Authors: Zhe He, Adrian Spurr, Xucong Zhang, Otmar Hilliges
Contact: zhehe@student.ethz.ch
The following gifs are made of images generated by our method. For each GIF, the input is a still image.
Our method is also capable of handling different head poses.
The code here is the development version. It can be used for training, but there might be some redundant code and compatiblity issues. The final version will be released soon.
tensorflow == 1.7
numpy == 1.13.1
scipy == 0.19.1
The dataset contains eye patch images parsed from Columbia Gaze Dataset. It can be downloaded via this link.
tar -xvf dataset.tar
The dataset contains six subfolders, N30P/, N15P/, 0P/, P15P/, P30P/ and all/. Prefix 'N' means negative head pose, and 'P' means positive head pose. Folder all/ contains all eye patch images with different head poses.

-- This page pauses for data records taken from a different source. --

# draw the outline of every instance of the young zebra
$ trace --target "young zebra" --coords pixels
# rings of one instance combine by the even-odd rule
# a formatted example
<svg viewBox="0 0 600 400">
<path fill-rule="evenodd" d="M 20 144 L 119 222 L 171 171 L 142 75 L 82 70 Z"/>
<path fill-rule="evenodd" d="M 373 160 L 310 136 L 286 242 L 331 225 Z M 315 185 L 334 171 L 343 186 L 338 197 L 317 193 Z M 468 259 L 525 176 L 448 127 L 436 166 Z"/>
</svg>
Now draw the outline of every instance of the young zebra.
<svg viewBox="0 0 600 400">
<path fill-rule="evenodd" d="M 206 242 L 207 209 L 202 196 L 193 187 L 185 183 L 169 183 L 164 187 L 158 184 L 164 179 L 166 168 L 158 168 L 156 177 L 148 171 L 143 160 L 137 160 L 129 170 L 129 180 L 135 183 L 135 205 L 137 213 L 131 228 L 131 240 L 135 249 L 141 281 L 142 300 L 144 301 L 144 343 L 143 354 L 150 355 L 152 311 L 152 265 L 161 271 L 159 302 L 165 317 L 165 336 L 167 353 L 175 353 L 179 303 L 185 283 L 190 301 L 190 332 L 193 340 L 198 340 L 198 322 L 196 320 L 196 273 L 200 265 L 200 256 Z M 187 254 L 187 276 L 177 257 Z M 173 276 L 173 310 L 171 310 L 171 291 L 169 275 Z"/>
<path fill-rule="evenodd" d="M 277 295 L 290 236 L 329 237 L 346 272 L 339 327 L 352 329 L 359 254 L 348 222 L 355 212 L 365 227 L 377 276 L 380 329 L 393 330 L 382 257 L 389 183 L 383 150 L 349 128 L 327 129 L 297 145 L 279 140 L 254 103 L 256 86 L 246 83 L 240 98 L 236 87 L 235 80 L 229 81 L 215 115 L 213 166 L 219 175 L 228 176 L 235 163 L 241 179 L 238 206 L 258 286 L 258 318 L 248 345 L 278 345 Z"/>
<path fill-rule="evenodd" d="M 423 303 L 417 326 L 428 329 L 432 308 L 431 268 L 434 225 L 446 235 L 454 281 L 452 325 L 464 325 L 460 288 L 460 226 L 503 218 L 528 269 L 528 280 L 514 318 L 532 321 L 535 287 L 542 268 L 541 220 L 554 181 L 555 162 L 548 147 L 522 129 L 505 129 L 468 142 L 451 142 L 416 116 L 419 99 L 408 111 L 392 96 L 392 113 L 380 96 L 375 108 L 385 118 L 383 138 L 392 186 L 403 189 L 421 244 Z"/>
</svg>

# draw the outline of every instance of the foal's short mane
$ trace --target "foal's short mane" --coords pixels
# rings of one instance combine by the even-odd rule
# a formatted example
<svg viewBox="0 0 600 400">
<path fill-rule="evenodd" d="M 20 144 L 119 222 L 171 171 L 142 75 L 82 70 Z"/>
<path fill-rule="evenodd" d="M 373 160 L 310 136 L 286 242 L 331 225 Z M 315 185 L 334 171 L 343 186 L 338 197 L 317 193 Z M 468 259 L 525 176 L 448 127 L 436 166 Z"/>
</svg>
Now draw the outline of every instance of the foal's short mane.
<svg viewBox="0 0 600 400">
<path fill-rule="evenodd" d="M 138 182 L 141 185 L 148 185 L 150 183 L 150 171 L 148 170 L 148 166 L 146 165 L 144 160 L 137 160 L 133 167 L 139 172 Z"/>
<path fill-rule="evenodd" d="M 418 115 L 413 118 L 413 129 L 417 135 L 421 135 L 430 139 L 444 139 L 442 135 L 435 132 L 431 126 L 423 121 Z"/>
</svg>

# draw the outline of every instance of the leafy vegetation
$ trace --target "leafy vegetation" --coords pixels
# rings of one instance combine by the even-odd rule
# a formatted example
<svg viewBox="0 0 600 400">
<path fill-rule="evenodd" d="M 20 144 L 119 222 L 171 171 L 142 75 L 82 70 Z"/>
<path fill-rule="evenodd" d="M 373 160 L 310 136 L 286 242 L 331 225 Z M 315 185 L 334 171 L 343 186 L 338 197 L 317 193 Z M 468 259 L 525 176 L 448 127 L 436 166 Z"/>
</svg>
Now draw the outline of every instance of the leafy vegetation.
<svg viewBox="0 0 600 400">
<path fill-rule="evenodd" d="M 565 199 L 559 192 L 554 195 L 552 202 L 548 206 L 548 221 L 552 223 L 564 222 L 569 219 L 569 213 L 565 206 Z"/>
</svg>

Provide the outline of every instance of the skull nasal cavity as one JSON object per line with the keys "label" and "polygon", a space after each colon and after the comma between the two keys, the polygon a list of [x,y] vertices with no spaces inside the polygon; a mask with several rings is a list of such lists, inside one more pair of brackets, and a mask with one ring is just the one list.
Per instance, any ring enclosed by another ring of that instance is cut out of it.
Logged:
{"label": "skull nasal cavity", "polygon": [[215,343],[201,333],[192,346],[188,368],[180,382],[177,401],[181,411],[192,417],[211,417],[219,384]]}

wget http://download.tensorflow.org/models/vgg_16_2016_08_28.tar.gz .
tar -xvf vgg_16_2016_08_28.tar.gz
python main.py --mode train --data_path ./dataset/all/ --log_dir ./log/ --batch_size 32 --vgg_path ./vgg_16.ckpt
To test the model on frontal faces, run the following command.
python main.py --mode eval --data_path ./dataset/0P/ --log_dir ./log/ --batch_size 21
Then, a folder named eval will be generated in folder ./log/. Generated images, input images and target images will be stored in eval/.